Pooled analysis of state data versus alternative methods
Based on our prior experiences and the findings of this review, we concluded that pooled analysis of state-level data shows greater promise than other approaches to studying the determinants of program participation. In comparison to time-series approaches for the nation as a whole, this approach allows examination of state-level programmatic changes, provides a much richer way to study the impact of other factors that vary at the state level, and provides many more opportunities for testing the validity of the model. Individual state time-series models offer some of these advantages, but don't take advantage of the efficiency gains and testing opportunities that are afforded by pooled analysis.
Pooled analysis of individual-level data also has considerable appeal, but would require a substantially greater effort. An advantage of that approach is its ability to capture the influence of household demographic variables; this becomes a disadvantage, however, when the possibility that economic factors have a significant influence on household demographic variables is considered. Further, idiosyncratic variation in participation for individuals may mask the effects of state-level variables on participation; such variation is averaged out in aggregate state data.
Caseloads versus Openings and Closings
While some investigators have developed models of openings and closings rather than caseloads, difficulties in the administrative measures of openings and closings led us to conclude that it would be better to follow the direction taken by most investigators and model the size of caseloads directly. Despite these difficulties, it may well be worth developing an openings/closings model in the future.
Logs vs. Levels
While some researchers have used caseload levels for their dependent variable, many others have used logarithms. There is an important reason to use logarithms rather than levels in the pooled analysis: in a levels specification the coefficient of an explanatory variable estimates the effect of a unit change in the variable on the level of participation, while in a log specification it represent the percentage effect of a unit change. Looking across states that vary greatly in population size, the latter is more likely to be constant than the former. A reasonable alternative would be to use a caseload rate -- caseloads divided by the number of women in the relevant age group or some other measure of the at-risk population.

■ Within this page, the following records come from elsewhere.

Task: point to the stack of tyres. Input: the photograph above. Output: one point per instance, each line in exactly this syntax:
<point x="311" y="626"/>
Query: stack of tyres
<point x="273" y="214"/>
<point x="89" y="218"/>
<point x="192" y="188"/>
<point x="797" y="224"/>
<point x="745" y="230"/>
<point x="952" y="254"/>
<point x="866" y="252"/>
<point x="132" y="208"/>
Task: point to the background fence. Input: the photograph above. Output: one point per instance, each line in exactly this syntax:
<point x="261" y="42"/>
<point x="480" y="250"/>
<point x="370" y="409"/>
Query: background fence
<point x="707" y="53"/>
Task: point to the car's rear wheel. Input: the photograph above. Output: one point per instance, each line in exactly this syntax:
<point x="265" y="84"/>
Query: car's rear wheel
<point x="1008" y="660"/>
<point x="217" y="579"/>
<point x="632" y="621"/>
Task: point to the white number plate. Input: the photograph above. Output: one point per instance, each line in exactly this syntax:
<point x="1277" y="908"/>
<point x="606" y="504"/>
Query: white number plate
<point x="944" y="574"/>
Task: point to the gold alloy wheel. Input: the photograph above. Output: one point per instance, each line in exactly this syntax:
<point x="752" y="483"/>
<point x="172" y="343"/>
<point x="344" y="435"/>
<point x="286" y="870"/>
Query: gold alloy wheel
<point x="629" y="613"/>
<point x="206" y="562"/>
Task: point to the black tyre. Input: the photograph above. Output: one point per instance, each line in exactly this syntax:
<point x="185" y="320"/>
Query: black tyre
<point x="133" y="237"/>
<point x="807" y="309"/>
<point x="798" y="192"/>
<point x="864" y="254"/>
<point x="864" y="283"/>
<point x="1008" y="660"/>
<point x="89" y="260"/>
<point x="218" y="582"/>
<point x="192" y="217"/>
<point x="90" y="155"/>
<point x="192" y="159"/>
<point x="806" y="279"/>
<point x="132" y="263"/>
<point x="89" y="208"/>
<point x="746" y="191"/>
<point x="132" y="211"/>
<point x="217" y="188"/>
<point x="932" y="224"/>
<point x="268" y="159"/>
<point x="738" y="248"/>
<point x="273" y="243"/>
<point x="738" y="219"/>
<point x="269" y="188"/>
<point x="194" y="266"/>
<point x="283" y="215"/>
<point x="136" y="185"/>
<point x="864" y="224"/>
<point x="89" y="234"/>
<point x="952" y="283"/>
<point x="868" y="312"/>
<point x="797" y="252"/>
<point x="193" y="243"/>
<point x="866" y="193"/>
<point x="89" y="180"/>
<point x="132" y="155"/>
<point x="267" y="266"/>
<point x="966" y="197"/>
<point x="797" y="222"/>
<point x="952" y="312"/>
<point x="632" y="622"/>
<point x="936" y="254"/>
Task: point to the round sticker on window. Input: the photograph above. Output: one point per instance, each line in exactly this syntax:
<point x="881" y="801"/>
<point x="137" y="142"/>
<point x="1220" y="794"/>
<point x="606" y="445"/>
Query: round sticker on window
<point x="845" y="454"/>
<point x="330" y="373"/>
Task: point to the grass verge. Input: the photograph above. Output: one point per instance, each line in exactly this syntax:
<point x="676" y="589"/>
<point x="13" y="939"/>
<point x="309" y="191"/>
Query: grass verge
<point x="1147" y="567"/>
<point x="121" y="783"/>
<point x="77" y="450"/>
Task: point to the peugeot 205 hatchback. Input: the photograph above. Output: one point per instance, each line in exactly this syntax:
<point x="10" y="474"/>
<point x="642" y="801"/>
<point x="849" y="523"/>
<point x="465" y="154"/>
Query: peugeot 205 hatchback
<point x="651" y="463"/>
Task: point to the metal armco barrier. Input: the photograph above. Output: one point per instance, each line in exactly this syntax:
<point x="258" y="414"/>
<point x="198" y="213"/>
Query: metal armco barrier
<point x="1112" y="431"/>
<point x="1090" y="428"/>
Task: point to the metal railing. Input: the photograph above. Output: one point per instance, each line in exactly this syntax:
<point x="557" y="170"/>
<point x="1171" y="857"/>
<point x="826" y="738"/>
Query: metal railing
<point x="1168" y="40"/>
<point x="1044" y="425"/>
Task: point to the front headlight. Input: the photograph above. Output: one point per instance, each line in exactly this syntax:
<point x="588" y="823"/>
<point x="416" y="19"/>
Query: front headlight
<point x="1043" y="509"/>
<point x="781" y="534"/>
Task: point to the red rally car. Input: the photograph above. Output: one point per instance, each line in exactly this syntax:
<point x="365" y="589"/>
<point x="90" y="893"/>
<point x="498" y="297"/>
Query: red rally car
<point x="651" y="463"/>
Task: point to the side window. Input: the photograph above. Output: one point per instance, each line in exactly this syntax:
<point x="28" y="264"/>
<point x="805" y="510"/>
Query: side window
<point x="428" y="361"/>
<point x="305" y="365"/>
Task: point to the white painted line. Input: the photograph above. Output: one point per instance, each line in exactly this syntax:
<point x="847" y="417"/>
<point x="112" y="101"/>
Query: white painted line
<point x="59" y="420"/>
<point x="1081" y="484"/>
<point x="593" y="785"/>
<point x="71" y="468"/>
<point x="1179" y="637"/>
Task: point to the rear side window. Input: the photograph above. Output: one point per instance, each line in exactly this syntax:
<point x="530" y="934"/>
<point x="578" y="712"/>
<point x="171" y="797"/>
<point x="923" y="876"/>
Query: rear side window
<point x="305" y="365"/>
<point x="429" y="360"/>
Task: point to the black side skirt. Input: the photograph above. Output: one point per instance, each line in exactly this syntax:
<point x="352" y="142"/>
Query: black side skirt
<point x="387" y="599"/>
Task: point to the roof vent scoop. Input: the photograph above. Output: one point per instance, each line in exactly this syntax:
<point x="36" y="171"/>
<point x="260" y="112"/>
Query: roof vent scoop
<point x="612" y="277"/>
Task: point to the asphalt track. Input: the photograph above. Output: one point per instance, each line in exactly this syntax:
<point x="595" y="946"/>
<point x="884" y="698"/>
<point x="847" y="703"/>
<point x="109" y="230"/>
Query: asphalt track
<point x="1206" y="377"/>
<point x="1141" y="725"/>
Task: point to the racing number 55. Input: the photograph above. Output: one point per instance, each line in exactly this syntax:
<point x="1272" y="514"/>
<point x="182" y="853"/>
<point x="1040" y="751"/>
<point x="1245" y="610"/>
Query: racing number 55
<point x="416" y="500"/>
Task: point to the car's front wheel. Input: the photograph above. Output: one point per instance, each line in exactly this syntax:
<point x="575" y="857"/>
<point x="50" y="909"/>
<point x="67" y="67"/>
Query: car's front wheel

Mixing data with differing periodicities
One problem in specifying a quarterly or monthly model using state-level data is that quarterly or monthly data may not be available for some key variables. Other studies have addressed this problem by interpolating between annual data points. We have made substantial efforts to obtain quarterly data for many variables, but have had to resort to interpolation in a number of cases. This is especially unfortunate for variables that have lagged impacts on the caseload because the timing of major changes in the variable will not be captured accurately by interpolation methods. We necessarily are more skeptical about our findings for these variables than for others.